The tactic of SNP supporters switching to one of the new Independence supporting parties so that we get more MSPs who are in favour of Independence has its problems. As mentioned earlier, you need around 6% of the vote to get at least one candidate elected on the list and these new Indy supporting parties are very new and haven’t achieved a breakthrough in recognition with the public.  There is also the problem that the Indy vote options is getting very crowded.  There will still be some attraction to voting SNP – especially if the SNP can put up credible candidates (more later) – the Greens will still be targeting the list (although there are rumours that they may be putting up 20 or more candidates in constituencies), SSP are likely to be on the list and now we also have Action for Independence (including Solidarity) as well as ISP chasing the list only vote. We also have Scotia Future standing in both constituencies and the list.  Without some form of co-ordination it’s unlikely to see how any of the new parties will make the 6% mark. It’s difficult to see the SNP advising members to lend their vote to any other party and only the AFI are interested in trying to co-ordinate Indy supporting candidates – so it looks like it will be difficult for any new party to make the breakthrough, and conversely splitting the Indy vote may actually result in more BritNat politicians getting elected!

However, the SNP need to give the public some credible candidates to vote for, especially if the ISP and others keep pushing the idea that voting for SNP on the list is a wasted vote.  After all the Greens have done well with pushing the plan of 2nd vote Green – making people think the list vote is in reality a second vote.  If the SNP persist in trying to game the system by using zipping to promote candidates due to the special interest groups they represent will the public appreciate this, if most of the list candidates are those who failed to win a constituency is that not also highlighting that the list is a second choice vote?
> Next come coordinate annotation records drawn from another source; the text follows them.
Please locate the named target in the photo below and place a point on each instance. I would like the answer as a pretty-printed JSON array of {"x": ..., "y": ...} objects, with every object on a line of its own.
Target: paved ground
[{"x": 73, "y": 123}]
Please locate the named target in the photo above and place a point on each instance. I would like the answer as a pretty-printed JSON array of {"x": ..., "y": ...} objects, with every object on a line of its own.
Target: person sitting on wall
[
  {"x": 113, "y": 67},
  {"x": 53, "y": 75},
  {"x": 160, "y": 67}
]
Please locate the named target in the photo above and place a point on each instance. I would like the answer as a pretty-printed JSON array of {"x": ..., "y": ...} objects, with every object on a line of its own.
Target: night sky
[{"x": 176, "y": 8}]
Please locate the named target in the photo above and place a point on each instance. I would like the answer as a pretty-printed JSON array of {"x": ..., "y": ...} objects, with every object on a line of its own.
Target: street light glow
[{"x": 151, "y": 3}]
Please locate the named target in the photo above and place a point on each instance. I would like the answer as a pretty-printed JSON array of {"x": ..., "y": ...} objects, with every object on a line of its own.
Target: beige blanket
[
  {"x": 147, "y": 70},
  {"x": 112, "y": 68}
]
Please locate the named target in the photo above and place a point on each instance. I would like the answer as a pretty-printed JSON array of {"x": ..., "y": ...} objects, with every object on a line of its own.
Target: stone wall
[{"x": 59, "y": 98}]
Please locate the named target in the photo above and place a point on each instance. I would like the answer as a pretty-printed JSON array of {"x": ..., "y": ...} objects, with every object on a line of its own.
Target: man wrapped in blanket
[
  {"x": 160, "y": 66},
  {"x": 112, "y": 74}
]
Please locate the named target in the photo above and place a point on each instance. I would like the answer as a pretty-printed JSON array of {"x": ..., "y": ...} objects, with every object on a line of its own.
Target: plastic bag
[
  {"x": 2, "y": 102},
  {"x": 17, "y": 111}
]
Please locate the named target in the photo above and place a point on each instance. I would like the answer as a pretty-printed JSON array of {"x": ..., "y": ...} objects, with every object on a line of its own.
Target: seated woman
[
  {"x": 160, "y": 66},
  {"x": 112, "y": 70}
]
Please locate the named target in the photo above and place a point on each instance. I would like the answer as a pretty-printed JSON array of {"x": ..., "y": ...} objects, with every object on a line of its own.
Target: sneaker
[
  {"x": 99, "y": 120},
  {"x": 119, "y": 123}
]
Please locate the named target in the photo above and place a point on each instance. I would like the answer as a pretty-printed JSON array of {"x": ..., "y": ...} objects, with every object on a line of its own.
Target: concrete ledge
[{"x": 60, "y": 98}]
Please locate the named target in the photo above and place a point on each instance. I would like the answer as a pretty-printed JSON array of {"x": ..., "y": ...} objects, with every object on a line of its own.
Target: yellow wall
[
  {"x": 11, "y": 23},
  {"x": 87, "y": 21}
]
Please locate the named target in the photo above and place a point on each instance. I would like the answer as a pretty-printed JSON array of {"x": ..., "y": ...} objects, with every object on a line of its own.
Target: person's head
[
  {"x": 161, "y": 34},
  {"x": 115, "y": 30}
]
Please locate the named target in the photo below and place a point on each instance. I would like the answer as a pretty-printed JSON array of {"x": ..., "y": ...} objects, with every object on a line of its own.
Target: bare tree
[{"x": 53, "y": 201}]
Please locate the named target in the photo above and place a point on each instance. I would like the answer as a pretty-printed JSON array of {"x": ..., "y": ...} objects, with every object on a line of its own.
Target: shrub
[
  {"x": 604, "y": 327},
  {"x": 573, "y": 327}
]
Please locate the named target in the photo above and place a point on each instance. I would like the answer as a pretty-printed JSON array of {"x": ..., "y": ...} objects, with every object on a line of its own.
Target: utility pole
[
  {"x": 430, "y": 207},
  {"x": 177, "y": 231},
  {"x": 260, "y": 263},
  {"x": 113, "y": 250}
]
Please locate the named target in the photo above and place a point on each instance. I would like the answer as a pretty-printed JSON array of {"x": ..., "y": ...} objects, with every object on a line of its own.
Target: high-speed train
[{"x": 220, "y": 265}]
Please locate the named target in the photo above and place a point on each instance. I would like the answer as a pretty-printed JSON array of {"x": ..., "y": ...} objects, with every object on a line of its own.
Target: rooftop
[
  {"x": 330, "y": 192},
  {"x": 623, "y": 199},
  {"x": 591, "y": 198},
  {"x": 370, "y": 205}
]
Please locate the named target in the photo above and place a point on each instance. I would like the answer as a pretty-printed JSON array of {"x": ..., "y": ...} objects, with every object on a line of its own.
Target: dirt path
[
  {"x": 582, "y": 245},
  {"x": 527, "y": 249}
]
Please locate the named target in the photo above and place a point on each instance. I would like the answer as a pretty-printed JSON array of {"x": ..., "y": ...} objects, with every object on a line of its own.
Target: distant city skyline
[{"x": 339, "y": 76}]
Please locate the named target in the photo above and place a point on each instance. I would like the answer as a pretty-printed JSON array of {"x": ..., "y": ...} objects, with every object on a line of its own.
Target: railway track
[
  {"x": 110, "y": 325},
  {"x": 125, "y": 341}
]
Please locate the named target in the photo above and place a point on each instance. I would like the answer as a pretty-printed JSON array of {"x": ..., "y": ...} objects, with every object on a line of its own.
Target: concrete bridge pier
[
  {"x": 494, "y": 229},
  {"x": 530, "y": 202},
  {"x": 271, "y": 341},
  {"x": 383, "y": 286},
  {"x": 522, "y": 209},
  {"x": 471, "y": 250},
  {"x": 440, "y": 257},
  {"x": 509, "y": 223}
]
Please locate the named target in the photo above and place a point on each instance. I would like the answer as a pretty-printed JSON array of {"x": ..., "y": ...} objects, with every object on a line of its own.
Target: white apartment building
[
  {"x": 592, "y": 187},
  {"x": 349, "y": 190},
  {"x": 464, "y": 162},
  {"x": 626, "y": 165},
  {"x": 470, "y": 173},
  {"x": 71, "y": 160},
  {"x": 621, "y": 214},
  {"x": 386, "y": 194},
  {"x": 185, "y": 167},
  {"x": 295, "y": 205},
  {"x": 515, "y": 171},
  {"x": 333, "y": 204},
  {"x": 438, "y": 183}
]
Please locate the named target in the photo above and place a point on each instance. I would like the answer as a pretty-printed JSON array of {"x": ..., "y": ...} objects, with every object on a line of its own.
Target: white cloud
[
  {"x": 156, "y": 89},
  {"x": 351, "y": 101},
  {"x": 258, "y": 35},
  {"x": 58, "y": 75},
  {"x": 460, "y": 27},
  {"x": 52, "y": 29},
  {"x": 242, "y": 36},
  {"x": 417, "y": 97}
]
The SNP have to make the public believe that there is something or someone worth voting for on the list.  This could be achieved by ensuring popular and well-known candidates top all the regional lists.  For instance, there is no secret that some of the best SNP talent is wasting its time in Westminster – so why not bring them back to Scotland?  Why not have Joanna Cherry top of the Lothians list – she would possibly have a wider appeal than for just one constituency and may help to cement and even increase the SNP list vote in that area?  Similarly sticking Mhairi Black at the top of the West of Scotland list could help to stop the drift of SNP votes going to the new Indy supporting parties.  What about looking at some of the more high profile Indy campaigners – if they are SNP members could they be promoted to top various regional lists – people like Lesley Riddoch?

The list vote could determine whether we have a majority SNP government or even an Independence majority parliament.  If the SNP don’t pick up all the constituency votes which current polls suggest they should, they will still need list MSPs, but putting up candidates that don’t appeal to the public – who now will have a deluge of Indy supporting alternatives – could result in fewer SNP MSPs, and potentially let some BritNat politicians in through the back door.

It’s time the SNP focussed on their core aim of delivering Independence and put all other matters to the side.  Creating a rainbow Parliament may be a worthwhile cause but what use is it if we are still tied to the corrupt UK?  Putting independence first, putting up credible and popular candidates and the SNP could see their list vote increase.